By Christopher Trick
“All persons born or naturalized in the United States, and subject to the jurisdiction thereof, are citizens of the United States and of the State wherein they reside.” These words comprise the first clause of the Fourteenth Amendment. The Fourteenth Amendment was ratified in 1868, and its’ original purpose was to grant citizenship to freed slaves after the Civil War. There has been significant controversy, however, as to whether or not every person who is born in the United States is automatically granted citizenship. Let’s take a look at the actual language of the amendment.

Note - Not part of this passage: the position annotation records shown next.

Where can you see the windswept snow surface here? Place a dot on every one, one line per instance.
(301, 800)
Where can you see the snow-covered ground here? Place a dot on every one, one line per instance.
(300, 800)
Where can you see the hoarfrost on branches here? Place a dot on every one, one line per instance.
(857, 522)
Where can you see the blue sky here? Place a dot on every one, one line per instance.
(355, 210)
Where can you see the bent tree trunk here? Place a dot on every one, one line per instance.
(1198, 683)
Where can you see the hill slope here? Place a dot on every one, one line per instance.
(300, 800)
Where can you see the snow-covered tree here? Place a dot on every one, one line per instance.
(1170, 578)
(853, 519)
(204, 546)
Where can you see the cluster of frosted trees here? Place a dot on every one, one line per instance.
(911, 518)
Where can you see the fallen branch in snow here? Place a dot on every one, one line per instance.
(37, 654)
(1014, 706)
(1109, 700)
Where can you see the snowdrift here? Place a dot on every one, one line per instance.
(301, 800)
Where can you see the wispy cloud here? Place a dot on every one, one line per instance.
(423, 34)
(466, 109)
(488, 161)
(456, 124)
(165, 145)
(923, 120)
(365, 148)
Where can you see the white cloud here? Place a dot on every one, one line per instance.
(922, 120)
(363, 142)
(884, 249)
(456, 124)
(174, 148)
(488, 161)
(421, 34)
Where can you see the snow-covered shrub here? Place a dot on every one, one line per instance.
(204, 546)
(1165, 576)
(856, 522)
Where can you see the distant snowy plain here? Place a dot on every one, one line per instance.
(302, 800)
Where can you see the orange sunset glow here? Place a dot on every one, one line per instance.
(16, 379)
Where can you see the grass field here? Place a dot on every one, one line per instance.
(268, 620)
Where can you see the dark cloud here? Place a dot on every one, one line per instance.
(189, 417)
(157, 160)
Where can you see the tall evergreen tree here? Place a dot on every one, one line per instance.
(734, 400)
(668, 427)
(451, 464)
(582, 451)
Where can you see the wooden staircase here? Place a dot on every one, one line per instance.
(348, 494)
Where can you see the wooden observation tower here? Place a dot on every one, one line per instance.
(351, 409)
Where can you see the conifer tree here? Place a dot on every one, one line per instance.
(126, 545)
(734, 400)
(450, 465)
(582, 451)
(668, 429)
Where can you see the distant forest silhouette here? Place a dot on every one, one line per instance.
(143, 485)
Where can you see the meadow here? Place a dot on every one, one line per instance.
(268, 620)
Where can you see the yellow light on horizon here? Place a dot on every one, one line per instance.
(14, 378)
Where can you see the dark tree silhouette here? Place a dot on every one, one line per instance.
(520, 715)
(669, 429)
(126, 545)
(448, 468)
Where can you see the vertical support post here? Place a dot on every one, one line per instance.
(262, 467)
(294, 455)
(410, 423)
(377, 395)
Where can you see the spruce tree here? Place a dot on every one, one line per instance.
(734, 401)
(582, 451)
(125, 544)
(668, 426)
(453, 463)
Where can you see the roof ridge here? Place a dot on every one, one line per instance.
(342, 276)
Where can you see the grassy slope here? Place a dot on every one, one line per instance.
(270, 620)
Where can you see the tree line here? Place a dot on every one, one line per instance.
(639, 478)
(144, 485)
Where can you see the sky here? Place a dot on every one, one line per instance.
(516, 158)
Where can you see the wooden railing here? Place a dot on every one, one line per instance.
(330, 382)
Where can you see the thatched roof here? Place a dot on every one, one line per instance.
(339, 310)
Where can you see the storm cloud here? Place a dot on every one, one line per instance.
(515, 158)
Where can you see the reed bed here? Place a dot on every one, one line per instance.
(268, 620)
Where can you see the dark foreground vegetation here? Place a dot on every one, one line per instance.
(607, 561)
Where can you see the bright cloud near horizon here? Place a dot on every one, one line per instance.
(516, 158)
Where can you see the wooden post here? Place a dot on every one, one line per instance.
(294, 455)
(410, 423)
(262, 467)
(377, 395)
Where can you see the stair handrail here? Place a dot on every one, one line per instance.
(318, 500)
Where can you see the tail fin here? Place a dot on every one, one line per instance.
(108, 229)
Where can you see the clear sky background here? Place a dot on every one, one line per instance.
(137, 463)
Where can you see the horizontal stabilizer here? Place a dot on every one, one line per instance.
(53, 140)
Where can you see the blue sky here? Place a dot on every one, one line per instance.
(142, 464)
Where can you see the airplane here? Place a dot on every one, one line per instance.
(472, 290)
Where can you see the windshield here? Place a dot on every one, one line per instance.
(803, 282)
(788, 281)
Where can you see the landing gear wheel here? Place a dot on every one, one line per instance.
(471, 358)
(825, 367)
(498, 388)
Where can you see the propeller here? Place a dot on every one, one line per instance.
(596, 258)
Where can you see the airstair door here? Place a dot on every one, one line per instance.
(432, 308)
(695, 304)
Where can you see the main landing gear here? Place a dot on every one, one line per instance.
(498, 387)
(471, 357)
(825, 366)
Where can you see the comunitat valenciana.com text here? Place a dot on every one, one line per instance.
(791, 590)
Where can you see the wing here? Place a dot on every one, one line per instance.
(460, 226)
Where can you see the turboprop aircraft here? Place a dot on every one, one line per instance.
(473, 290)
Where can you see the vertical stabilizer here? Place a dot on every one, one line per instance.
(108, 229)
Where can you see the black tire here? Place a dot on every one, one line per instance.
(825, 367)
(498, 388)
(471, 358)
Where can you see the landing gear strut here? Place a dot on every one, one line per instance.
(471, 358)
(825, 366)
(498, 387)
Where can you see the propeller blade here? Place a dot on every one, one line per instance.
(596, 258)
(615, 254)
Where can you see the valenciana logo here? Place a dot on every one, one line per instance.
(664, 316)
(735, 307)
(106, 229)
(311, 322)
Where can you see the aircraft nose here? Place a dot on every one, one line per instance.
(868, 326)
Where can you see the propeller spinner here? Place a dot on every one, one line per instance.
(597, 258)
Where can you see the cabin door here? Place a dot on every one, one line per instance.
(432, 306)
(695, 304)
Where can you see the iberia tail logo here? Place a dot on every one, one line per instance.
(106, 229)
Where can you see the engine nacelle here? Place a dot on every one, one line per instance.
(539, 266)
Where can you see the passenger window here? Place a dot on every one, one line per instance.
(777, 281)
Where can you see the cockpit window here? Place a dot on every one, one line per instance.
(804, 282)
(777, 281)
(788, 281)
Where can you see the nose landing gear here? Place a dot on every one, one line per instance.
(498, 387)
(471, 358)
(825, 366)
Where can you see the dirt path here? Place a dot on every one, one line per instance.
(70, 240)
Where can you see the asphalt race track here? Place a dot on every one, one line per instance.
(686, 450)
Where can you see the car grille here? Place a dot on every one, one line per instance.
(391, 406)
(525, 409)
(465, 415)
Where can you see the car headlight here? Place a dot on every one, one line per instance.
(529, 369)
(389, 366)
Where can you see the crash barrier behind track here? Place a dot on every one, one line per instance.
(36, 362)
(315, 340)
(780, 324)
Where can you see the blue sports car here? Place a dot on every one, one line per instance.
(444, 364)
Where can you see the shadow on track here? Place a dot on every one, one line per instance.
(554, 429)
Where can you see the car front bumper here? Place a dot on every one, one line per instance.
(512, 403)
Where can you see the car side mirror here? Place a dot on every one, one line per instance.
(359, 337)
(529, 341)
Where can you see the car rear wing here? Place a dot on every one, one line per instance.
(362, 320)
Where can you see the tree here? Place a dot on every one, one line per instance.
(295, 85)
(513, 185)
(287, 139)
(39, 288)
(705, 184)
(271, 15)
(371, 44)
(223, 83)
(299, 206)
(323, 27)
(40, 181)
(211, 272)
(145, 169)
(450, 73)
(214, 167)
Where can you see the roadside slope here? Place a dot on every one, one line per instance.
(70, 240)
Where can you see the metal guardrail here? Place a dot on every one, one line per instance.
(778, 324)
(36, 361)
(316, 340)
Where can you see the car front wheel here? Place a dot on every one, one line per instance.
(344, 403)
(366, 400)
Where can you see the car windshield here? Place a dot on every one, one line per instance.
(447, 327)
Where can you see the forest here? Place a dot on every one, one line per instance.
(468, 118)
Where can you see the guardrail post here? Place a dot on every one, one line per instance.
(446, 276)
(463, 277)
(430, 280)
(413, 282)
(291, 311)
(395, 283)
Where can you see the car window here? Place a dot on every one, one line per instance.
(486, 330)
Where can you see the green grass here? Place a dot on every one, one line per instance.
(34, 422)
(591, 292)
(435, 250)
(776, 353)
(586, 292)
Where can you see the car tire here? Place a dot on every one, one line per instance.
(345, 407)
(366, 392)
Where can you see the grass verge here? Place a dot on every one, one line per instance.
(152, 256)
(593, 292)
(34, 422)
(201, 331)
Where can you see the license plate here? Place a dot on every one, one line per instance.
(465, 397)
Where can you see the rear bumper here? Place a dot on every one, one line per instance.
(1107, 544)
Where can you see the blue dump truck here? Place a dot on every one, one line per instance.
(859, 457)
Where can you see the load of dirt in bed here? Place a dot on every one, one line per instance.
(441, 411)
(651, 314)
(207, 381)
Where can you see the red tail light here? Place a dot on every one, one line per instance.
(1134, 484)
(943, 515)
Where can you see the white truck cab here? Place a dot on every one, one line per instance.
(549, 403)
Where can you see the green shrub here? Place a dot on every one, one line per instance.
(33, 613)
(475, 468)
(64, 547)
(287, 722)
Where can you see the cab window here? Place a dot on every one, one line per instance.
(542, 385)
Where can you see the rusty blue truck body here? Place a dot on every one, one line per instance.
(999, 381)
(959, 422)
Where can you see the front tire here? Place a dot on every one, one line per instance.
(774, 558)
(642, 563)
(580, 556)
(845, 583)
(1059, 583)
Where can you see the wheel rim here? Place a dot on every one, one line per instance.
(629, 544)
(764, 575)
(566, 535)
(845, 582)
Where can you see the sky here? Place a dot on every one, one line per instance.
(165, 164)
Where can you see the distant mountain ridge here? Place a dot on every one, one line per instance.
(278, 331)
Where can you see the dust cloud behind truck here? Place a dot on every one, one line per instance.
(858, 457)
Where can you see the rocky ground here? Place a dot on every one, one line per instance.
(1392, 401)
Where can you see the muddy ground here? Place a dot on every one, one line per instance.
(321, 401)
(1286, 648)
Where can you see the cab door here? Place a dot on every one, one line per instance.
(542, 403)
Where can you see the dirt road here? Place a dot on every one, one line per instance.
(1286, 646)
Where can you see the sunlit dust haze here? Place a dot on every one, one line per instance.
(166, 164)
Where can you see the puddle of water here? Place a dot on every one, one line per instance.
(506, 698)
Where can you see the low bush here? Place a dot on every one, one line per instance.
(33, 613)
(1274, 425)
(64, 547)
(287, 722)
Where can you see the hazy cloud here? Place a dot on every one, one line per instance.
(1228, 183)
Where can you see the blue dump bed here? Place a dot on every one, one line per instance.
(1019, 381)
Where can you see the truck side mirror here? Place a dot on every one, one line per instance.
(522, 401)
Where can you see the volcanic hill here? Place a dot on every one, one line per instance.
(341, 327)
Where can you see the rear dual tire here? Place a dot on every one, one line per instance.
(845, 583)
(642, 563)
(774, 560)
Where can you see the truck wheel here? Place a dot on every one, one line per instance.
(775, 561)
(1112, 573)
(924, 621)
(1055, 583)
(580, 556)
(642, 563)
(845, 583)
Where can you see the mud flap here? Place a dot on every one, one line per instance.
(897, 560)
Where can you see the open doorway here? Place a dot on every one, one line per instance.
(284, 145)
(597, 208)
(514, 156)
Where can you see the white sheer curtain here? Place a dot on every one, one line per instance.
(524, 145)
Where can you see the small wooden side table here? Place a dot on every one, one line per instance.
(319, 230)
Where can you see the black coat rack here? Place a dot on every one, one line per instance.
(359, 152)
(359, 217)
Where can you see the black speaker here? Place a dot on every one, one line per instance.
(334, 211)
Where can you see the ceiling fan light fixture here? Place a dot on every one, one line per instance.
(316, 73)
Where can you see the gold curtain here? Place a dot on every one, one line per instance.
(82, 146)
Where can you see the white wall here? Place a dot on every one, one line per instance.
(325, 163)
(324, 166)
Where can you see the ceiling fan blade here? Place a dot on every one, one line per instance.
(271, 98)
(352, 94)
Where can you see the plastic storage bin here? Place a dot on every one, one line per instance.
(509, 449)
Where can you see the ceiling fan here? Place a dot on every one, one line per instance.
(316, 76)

In an article by Michael Anton for The Washington Post, “All persons born or naturalized” refers to people who are born in the U.S. as well as people who lawfully immigrate to the U.S. and eventually become citizens. People who have immigrated to our country—both legally and illegally— but have not become citizens are not, therefore, subject to the jurisdiction of our country: they are subject to the jurisdiction of their home countries. According to the same article, the author of the citizenship clause, Republican senator Jacob Howard of Michigan, said, “The Amendment will not, of course, include persons born in the United States who are foreigners, aliens, who belong to the families of ambassadors or foreign ministers…” In other words, people born in the U.S. whose parents are non-citizens are themselves non-citizens.
According to an October 2018 report by the Center for Immigration Studies (CIS), approximately 300,000 births were to illegal aliens every year from 2012 to 2016. Children who are born to illegal immigrants are also commonly known as “anchor babies.”
Birth tourism refers to the practice of foreigners coming to the United States and giving birth to children, which automatically grants their children U.S. citizenship. But how exactly does this help the United States? According to an article in The Washington Examiner by Paul Bedard, around 300,000 children were born to illegal aliens in 2014, putting the cost of childrearing at approximately $2.4 billion. According to a PBS.
org article by Phil Galewitz, around one-third of all births in the Bethesda Healthcare System in Boynton Beach, Florida, are paid for by emergency Medicaid, which is used almost exclusively by illegal aliens. A 2015 report by CIS shows most welfare that is received by immigrant households benefits the children of immigrants who, if they are born in the United States, are granted citizenship at birth.
American citizenship is a privilege, not a right. Why, then, would it be wise to give the children of people who are not citizens of the United States, especially people who enter our country illegally, with citizenship? Birthright citizenship is still an open legal question to be determined by the courts, and perhaps it is time for a new debate around the meaning of American citizenship.